Saturday, 27 Apr 2024

Inilah Mitos Seputar Vaksin COVID-19

news24xx


Foto : TempoFoto : Tempo
https://swastikaadvertising.com/

NEWS24.CO.ID - Pemerintah Indonesia terus mempercepat vaksinasi COVID-19. Lebih dari 70 juta orang di negara itu telah menerima dosis pertama vaksin COVID-19 , dan sekitar 40 juta telah sepenuhnya divaksinasi terhadap virus corona.

Namun, mitos tentang vaksin yang masih beredar di masyarakat membuat masyarakat enggan untuk disuntik. Berikut beberapa mitos yang dibantah tentang vaksin seperti dikutip dari situs pemerintah COVID-19, Covid19.go.id.
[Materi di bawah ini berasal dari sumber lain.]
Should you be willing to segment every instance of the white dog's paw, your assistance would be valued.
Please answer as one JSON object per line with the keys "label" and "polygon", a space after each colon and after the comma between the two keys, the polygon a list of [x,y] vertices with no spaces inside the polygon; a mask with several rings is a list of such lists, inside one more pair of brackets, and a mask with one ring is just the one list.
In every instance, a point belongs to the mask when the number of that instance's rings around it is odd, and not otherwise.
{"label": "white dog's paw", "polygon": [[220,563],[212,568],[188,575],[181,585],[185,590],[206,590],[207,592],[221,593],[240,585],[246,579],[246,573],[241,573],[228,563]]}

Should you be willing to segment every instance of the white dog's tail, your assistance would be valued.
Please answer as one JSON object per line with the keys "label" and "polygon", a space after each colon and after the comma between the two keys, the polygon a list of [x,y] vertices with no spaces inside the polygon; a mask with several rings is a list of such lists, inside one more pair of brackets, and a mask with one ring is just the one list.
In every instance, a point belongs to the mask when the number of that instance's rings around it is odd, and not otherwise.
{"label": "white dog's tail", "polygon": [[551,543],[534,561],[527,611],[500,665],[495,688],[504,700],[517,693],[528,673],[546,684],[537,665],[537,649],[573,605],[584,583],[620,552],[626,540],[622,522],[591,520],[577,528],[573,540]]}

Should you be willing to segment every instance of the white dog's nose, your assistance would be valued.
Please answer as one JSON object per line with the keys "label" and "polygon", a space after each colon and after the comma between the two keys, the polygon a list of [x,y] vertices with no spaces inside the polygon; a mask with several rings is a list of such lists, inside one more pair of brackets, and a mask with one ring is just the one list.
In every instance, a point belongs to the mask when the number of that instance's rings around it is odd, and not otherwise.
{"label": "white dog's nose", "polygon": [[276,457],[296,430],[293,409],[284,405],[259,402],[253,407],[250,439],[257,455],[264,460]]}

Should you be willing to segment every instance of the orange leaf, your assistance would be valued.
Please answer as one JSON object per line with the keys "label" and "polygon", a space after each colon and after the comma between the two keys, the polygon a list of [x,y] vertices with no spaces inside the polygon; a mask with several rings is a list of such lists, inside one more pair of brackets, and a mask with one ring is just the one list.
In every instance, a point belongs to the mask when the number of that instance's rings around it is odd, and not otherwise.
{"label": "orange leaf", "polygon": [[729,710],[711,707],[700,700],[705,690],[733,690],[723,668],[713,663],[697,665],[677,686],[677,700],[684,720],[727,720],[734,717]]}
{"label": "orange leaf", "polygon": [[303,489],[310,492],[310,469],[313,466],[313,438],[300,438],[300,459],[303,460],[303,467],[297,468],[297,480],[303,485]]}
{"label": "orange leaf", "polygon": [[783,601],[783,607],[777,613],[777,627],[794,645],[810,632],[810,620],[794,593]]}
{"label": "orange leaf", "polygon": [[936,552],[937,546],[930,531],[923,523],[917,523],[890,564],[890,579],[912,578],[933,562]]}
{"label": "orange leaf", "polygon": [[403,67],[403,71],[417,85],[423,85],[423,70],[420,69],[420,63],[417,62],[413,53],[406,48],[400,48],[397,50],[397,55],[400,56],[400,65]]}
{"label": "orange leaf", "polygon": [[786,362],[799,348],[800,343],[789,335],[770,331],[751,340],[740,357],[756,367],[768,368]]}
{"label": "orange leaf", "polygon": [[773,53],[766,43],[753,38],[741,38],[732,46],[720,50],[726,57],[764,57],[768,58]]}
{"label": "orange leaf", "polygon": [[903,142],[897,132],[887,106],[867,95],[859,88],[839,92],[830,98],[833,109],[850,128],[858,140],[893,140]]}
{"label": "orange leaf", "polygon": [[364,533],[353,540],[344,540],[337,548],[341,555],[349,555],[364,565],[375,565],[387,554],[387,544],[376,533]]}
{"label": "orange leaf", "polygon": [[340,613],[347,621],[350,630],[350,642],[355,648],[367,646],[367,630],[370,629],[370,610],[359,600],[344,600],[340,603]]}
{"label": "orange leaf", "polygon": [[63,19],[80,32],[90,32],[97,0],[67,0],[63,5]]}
Read More : MAMANGBET 5 Makanan Tinggi Serat, Bagus untuk Kesehatan Pencernaan dan Mencegah Gangguan Pencernaan

Vaksin Mengubah DNA 

Deoxyribonucleic Acid (DNA), molekul yang menentukan sifat dan karakteristik fisik setiap spesies, dikabarkan akan berubah setelah vaksinasi.

Dikutip dari video serial Organisasi Kesehatan Dunia Episode 24 berjudul "Mitos Vaksin vs Sains", seorang ahli vaksin Dr. Katherine O'Brien mengatakan tidak mungkin jenis vaksin saat ini, atau vaksin mRNA, dapat mengubah DNA sel manusia.

Dia menjelaskan mRNA adalah instruksi bagi tubuh untuk membuat protein dan kemudian sistem kekebalan alami meresponsnya untuk melindungi dari penyakit menular.

Vaksin Menyebabkan Infertilitas

Vaksin COVID-19 dikatakan menimbulkan risiko kemandulan. O'Brien yang juga seorang dokter penyakit menular menegaskan bahwa rumor tersebut tidak benar. “Tidak ada vaksin yang menyebabkan kemandulan.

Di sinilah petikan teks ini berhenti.